James Madison Papers

Compensation of the President and Vice-President, [7 February] 1793

Compensation of the President and Vice-President

[7 February 1793]

The House took up “the bill fixing the compensation of the President and Vice President of the United States.” Mercer moved to amend the bill by placing on it a four-year time limit to ensure the dependence of the executive upon the legislative branch. Livermore and Gerry opposed the amendment.

Mr. Madison said, that the independence of the executive with regard to the legislative, as contemplated by the constitution, went no further, than as it prevented the legislature from changing the salary of the supreme executive magistrate during the time of his election. The motion, he conceived, in no manner infringed on this part of the constitution, either on its letter or on its spirit.

The salary hitherto allowed the supreme magistrate he did not look upon as ever having been fixed by a proper and equal representation. He did not conceive that the former legislature, tho’ organized agreeably to the constitution, could be considered in that light, it was necessarily but an imperfect representation. From this consideration he wished the succeeding house, who would really represent the will of the people, as unshackled as the present house is, when they come to fix the compensation of the President and Vice President.
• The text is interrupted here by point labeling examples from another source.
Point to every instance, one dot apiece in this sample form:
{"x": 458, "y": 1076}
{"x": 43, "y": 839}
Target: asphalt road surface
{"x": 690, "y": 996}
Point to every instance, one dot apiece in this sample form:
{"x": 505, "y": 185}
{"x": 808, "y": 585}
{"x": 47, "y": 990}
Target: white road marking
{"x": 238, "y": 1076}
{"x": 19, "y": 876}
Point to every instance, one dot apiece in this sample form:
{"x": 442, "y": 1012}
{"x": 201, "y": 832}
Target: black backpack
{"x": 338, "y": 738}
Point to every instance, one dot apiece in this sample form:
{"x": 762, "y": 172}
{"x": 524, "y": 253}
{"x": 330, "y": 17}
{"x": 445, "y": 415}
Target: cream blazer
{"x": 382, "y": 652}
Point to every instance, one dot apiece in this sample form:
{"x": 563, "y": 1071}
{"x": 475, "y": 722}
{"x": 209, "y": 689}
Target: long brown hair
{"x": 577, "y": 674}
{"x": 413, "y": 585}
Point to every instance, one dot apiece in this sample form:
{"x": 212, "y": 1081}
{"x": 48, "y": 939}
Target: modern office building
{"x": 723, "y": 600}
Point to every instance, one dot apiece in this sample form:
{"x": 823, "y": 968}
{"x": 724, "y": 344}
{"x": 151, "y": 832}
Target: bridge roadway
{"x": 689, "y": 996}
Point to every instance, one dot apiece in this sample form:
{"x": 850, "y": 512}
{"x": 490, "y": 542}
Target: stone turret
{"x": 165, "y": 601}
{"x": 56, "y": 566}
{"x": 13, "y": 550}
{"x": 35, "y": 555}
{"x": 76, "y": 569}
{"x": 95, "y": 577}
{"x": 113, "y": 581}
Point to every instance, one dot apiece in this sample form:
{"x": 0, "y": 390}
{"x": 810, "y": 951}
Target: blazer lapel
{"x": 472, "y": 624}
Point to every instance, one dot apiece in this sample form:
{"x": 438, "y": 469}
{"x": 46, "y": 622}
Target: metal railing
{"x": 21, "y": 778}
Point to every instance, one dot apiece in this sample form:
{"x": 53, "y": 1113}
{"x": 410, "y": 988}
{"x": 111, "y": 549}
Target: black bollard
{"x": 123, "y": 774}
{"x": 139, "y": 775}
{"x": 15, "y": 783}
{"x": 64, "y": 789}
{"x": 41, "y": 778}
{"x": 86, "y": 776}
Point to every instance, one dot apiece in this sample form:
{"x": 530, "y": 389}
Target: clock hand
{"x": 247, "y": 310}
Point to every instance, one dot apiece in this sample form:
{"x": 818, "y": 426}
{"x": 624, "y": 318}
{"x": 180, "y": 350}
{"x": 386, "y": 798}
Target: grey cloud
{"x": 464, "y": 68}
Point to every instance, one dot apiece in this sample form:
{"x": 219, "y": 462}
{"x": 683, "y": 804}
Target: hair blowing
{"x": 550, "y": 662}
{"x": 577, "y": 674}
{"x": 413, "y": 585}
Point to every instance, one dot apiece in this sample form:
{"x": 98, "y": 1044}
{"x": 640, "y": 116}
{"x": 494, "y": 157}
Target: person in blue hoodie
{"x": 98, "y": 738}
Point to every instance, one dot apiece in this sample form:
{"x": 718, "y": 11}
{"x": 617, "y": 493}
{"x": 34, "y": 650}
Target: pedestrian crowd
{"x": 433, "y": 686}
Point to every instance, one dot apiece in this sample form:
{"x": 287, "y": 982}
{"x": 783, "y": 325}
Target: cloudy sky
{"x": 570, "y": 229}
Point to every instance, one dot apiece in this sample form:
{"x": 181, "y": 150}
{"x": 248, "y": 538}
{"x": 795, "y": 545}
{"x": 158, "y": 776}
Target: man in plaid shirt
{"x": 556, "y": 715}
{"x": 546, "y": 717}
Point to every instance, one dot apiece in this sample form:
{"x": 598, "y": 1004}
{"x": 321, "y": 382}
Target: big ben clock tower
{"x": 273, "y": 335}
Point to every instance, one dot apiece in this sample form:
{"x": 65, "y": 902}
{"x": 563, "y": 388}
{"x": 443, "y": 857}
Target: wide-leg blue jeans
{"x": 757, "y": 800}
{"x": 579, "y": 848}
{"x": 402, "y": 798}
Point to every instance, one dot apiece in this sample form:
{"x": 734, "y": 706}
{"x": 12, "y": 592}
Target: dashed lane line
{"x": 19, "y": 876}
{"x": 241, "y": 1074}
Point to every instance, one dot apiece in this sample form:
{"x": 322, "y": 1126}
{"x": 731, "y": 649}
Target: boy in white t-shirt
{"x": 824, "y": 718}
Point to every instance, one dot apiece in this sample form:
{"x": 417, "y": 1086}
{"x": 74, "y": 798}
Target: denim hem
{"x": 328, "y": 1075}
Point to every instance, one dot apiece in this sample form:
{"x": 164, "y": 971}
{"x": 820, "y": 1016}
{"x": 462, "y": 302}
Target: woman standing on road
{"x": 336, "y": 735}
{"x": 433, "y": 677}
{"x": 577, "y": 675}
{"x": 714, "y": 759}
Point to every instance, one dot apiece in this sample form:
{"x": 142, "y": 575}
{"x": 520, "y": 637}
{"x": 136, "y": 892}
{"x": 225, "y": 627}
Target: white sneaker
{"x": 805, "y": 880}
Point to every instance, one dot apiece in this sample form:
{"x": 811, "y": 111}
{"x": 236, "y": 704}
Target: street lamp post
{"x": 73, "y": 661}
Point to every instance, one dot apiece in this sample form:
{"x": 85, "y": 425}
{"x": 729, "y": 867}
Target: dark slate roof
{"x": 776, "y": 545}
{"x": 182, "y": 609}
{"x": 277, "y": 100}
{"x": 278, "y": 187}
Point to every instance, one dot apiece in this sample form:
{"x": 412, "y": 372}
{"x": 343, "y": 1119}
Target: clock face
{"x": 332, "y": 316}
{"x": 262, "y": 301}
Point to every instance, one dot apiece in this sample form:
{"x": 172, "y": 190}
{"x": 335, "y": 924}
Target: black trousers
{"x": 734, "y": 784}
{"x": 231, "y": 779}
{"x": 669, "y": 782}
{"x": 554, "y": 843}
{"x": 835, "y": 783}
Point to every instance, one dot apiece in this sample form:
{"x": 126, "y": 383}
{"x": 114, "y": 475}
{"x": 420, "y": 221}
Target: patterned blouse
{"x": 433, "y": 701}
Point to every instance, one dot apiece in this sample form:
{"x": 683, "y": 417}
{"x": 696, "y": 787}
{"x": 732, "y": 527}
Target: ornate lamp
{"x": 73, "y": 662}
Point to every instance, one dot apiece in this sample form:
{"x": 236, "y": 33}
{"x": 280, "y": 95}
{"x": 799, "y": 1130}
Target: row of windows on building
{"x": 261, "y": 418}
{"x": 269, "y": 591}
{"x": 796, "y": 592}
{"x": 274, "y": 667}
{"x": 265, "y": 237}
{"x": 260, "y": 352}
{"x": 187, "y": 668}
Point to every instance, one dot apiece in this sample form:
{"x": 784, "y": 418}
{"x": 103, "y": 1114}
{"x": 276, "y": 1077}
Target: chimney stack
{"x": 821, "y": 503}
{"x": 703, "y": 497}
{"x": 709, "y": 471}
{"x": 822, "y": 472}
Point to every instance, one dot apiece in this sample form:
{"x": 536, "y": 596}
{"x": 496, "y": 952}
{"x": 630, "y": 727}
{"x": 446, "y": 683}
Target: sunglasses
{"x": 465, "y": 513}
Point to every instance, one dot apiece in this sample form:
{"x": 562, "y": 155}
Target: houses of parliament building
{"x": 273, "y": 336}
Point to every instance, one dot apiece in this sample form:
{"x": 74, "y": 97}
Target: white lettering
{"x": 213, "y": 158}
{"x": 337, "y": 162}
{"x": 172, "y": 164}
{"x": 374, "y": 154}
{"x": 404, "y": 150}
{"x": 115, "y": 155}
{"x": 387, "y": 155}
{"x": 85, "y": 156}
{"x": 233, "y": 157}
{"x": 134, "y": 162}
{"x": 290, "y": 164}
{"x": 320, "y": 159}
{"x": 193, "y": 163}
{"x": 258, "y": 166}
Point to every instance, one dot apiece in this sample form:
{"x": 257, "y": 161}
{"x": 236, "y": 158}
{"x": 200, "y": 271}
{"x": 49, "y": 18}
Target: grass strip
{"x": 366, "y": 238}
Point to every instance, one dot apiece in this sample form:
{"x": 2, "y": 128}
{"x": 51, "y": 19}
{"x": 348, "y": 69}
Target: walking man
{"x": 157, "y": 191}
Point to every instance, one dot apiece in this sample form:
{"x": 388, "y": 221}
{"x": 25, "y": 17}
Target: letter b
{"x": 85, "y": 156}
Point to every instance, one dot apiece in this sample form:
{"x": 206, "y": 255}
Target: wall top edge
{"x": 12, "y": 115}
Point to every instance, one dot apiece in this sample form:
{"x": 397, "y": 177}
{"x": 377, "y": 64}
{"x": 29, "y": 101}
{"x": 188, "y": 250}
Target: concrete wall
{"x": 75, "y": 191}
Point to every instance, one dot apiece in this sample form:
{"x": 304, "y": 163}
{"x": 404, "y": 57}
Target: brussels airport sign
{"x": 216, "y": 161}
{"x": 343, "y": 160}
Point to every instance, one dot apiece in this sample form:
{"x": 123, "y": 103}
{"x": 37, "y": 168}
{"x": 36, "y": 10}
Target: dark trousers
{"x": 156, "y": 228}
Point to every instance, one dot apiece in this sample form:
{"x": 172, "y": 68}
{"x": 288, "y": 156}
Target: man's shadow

The experience which the present President will have had of the expence necessary to support, with propriety, the duties and dignity of the office will be a sure guide to a future legislature when they come to affix a permanent salary to the office.1

General Advertiser, 9 Feb. 1793.

1After further debate, JM voted with the minority when the House defeated Mercer’s amendment. On 8 Feb. the House passed the bill, which Washington signed on 18 Feb. (Annals of Congress description begins Debates and Proceedings in the Congress of the United States, 1789–1824 (42 vols.; Washington, 1834–56). description ends , 2d Cong., 2d sess., 866–67; U.S. Statutes at Large description begins The Public Statutes at Large of the United States of America … (17 vols.; Boston, 1848–73). description ends , I, 318).